In the past, Mante's aim was to conduct the Philippine Philharmonic Orchestra; now, he dreams of conducting the Berlin Philharmonic Orchestra. "They are simply fantastic," he gushes. "I try to approach that seemingly impossible but ambitious dream by making myself more mature with the works that I conduct."

The road to conducting began at the UP College of Music where he finished his Bachelor's degree. "In school, I always thought of myself as a pianist or a singer. Then, I met Sir Rey Paguio, the conductor of the UP Concert Chorus. He fired up my imagination. He made me think I could be a conductor. Two years of touring Europe, the United States, and Canada with the UP Concert Chorus reinforced my idea that I could make a profession out of music."

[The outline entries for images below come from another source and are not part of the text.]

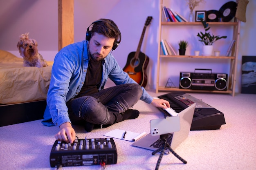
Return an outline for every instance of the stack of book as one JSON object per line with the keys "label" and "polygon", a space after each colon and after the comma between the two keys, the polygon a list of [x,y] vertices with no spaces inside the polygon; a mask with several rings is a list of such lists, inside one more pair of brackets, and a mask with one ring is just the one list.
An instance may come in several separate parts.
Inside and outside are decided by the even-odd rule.
{"label": "stack of book", "polygon": [[163,7],[163,13],[166,22],[187,22],[184,17],[172,9]]}
{"label": "stack of book", "polygon": [[177,53],[174,51],[171,44],[167,42],[166,40],[162,40],[160,42],[161,47],[164,55],[177,55]]}

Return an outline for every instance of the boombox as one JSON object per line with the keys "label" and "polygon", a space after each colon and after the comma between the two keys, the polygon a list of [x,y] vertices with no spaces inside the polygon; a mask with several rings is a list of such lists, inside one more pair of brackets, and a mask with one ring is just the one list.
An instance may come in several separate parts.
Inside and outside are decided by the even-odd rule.
{"label": "boombox", "polygon": [[180,88],[227,91],[227,81],[225,73],[180,72]]}

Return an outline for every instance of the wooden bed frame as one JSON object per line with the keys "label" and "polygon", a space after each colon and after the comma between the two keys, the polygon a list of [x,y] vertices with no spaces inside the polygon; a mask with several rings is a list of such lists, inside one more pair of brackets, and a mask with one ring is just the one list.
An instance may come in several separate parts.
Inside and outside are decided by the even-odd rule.
{"label": "wooden bed frame", "polygon": [[[59,51],[74,43],[74,0],[58,0],[58,9]],[[0,104],[0,127],[43,119],[46,106],[46,100]]]}

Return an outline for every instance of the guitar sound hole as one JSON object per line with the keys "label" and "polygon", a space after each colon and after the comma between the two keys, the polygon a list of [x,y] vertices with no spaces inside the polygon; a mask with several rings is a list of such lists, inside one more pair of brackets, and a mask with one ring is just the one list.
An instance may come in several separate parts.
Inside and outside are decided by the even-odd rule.
{"label": "guitar sound hole", "polygon": [[139,64],[139,59],[136,59],[135,58],[132,58],[130,62],[130,65],[133,68],[136,67]]}

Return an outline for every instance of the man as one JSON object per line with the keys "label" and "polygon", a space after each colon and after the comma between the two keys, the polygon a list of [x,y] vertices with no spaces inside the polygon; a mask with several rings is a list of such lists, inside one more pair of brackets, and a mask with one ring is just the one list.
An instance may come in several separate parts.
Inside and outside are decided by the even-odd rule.
{"label": "man", "polygon": [[[139,112],[130,108],[139,99],[170,107],[166,100],[153,99],[119,66],[111,53],[121,40],[115,22],[101,19],[91,25],[86,41],[68,45],[56,55],[42,121],[59,127],[56,139],[71,143],[76,135],[71,122],[83,125],[89,132],[94,126],[137,118]],[[104,89],[108,77],[117,86]]]}

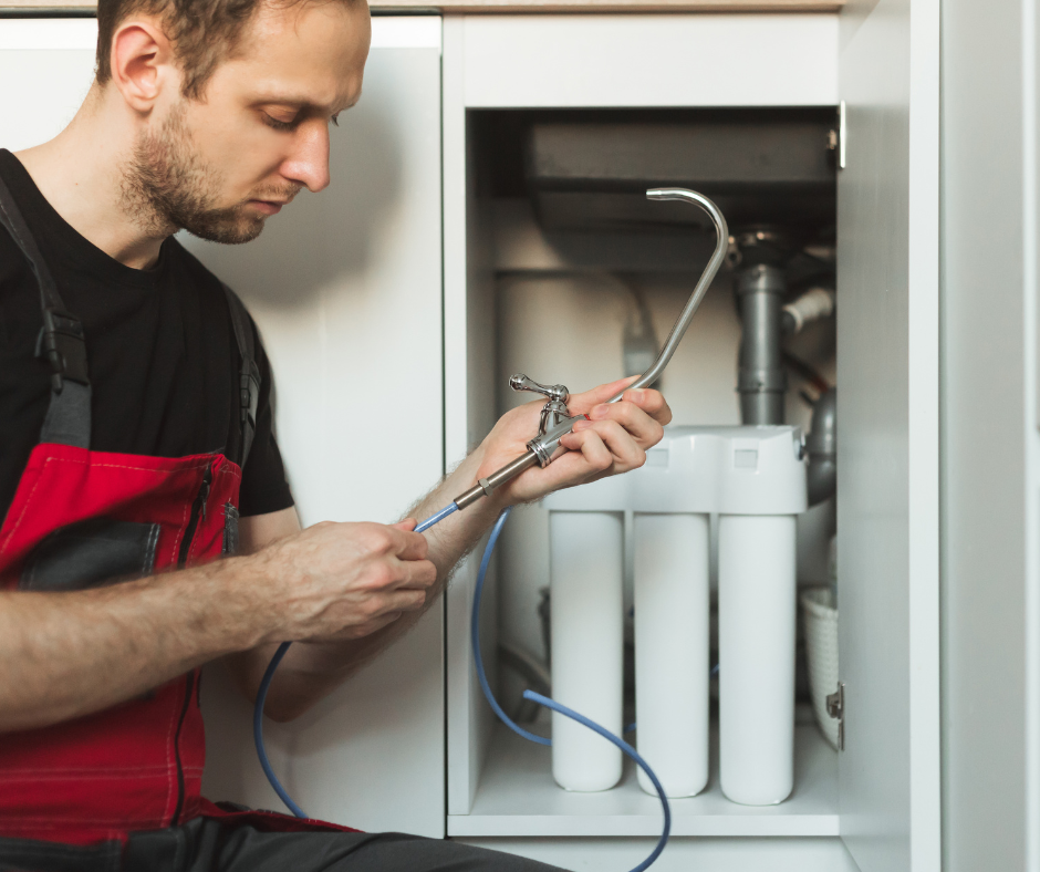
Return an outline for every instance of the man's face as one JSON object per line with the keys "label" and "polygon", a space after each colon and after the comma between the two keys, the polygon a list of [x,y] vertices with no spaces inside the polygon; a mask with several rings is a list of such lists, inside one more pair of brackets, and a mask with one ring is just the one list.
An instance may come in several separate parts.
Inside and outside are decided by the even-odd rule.
{"label": "man's face", "polygon": [[156,106],[127,205],[204,239],[254,239],[301,188],[329,184],[329,125],[361,96],[370,35],[363,0],[262,6],[201,101]]}

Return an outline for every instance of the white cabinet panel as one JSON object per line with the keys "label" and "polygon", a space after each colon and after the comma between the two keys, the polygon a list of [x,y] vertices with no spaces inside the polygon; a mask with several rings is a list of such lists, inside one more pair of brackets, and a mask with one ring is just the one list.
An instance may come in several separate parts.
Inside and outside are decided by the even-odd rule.
{"label": "white cabinet panel", "polygon": [[[376,19],[364,97],[332,132],[332,185],[247,246],[186,245],[246,300],[275,374],[277,427],[304,523],[393,521],[443,471],[439,20]],[[433,45],[430,43],[434,42]],[[389,48],[401,45],[429,48]],[[309,814],[444,834],[441,611],[300,722],[268,724]],[[249,708],[204,683],[206,795],[280,808]]]}
{"label": "white cabinet panel", "polygon": [[855,23],[840,68],[841,829],[863,872],[937,872],[938,0],[881,0]]}
{"label": "white cabinet panel", "polygon": [[92,18],[0,19],[0,148],[46,142],[72,121],[94,81],[96,42]]}
{"label": "white cabinet panel", "polygon": [[468,15],[483,106],[832,106],[838,17]]}

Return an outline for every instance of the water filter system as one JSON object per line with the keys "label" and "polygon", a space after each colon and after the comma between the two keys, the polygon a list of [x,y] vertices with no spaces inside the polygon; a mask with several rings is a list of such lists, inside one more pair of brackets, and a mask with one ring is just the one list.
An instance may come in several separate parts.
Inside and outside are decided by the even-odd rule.
{"label": "water filter system", "polygon": [[[729,232],[711,200],[663,188],[652,200],[684,200],[711,218],[717,245],[657,360],[631,387],[653,384],[679,344],[726,258]],[[571,416],[568,391],[523,375],[510,385],[547,396],[528,450],[420,523],[422,532],[490,495],[520,473],[547,466]],[[626,388],[626,390],[630,390]],[[623,392],[609,402],[617,402]],[[736,802],[780,802],[793,771],[794,516],[805,508],[805,446],[788,426],[669,427],[646,465],[625,476],[553,494],[550,510],[553,699],[524,692],[552,710],[552,738],[514,724],[495,699],[479,646],[480,596],[507,509],[492,529],[478,573],[472,653],[491,708],[524,738],[552,746],[552,776],[562,788],[614,787],[623,755],[639,767],[639,786],[659,796],[662,838],[636,870],[661,854],[670,830],[667,797],[688,797],[708,781],[709,517],[719,521],[719,743],[724,793]],[[626,523],[635,567],[636,748],[623,729]],[[253,717],[257,752],[279,797],[305,817],[279,783],[263,748],[263,704],[290,643],[261,681]]]}
{"label": "water filter system", "polygon": [[[642,468],[544,500],[552,548],[553,697],[576,708],[580,698],[581,710],[596,710],[606,723],[622,717],[621,667],[613,669],[622,656],[622,599],[620,581],[597,582],[621,575],[623,519],[631,518],[636,747],[669,797],[695,796],[708,782],[713,515],[719,517],[722,792],[748,806],[781,802],[791,792],[794,518],[807,507],[805,457],[797,427],[667,427]],[[568,539],[575,523],[584,536]],[[558,598],[569,603],[575,591],[583,592],[583,608],[557,608]],[[574,637],[582,646],[565,643]],[[581,696],[571,697],[571,688]],[[574,743],[594,745],[586,735]],[[586,747],[573,751],[568,780],[561,780],[559,754],[554,747],[553,775],[569,790],[607,781],[613,787],[621,775]],[[653,792],[644,778],[639,785]]]}

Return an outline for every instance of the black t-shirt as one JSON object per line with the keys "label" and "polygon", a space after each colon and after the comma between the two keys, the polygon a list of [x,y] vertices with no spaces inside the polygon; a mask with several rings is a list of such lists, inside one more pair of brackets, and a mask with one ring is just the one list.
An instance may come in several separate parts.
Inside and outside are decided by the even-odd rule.
{"label": "black t-shirt", "polygon": [[[65,308],[83,323],[93,390],[91,449],[154,457],[219,450],[233,459],[240,436],[232,383],[241,359],[220,281],[173,237],[152,269],[108,257],[53,209],[6,149],[0,149],[0,177]],[[50,376],[35,356],[42,324],[39,286],[0,228],[0,518],[46,414]],[[256,356],[260,402],[242,474],[242,515],[292,506],[271,433],[271,366],[259,336]]]}

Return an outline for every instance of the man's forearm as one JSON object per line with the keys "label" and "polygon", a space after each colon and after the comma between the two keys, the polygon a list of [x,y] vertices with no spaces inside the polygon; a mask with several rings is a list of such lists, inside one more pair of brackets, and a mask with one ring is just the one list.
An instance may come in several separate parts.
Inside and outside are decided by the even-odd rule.
{"label": "man's forearm", "polygon": [[98,712],[256,645],[242,560],[64,593],[0,593],[0,731]]}
{"label": "man's forearm", "polygon": [[[480,466],[479,449],[466,458],[444,481],[427,494],[408,511],[419,521],[445,508],[461,491],[476,481]],[[437,583],[430,589],[426,608],[406,612],[394,623],[363,639],[346,642],[304,642],[290,650],[272,684],[266,712],[277,720],[297,717],[322,696],[330,693],[352,673],[373,660],[388,645],[408,633],[444,592],[459,560],[480,540],[495,522],[502,506],[493,499],[482,499],[466,511],[449,515],[426,533],[429,559],[438,570]],[[277,646],[264,646],[251,657],[245,679],[248,692],[256,693],[267,663]]]}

His first mentor taught him "the psychology of being a conductor". He admired Paguio's eagerness to work with diamonds in the rough. "He made non-music majors sing; he believed in the beauty of starting something from scratch," says Mante.

Other mentors include Dr. Ramon Santos: "He helped me understand the music of Nicanor Abelardo (1893-1934) and to look for new musical languages". He mentions his piano teacher Leonor Kilayko, who stayed in Germany for 17 years where she studied in a master's class under piano professor Gunter Ludwig in one of the universities in Cologne and was selected to demonstrate in piano the lectures of Chilean pianist Claudio Arrau (one of the world's best pianists). "She taught me to ask questions about everything. It's the German way of education. She's the reason why I always research on the music that I conduct."

Mante owes his musicality to his late mother Lelah, a church organist who could play pieces by Sergie Rachmaninoff; his father James, a sweet-voiced tenor at the NCUC choir. Mante is married to song-bird Michelle Aguilar of the UP Manila Chorale and the NCUC choir, and now a pharmacist at Bayer AG.

Apart from teaching high school students at Miriam College, Mante is slowly climbing to the top where luminaries such as Joel Navarro of Calvin College; Eudy Palaruan of the Union Church of Manila; Jojo Velasco of the Ateneo Chamber Singers; Mark Anthony Carpio of the Philippine Madrigal Singers; Janet Sabas-Aracama of the UP Concert Chorus; Jerry Dadap of the Andres Bonifacio Choir; Fidel Calalang of UST Singers; Romy Pizana of His Sounds; and Naomi Sison of Faith Gospel Singers, hold artistic reign.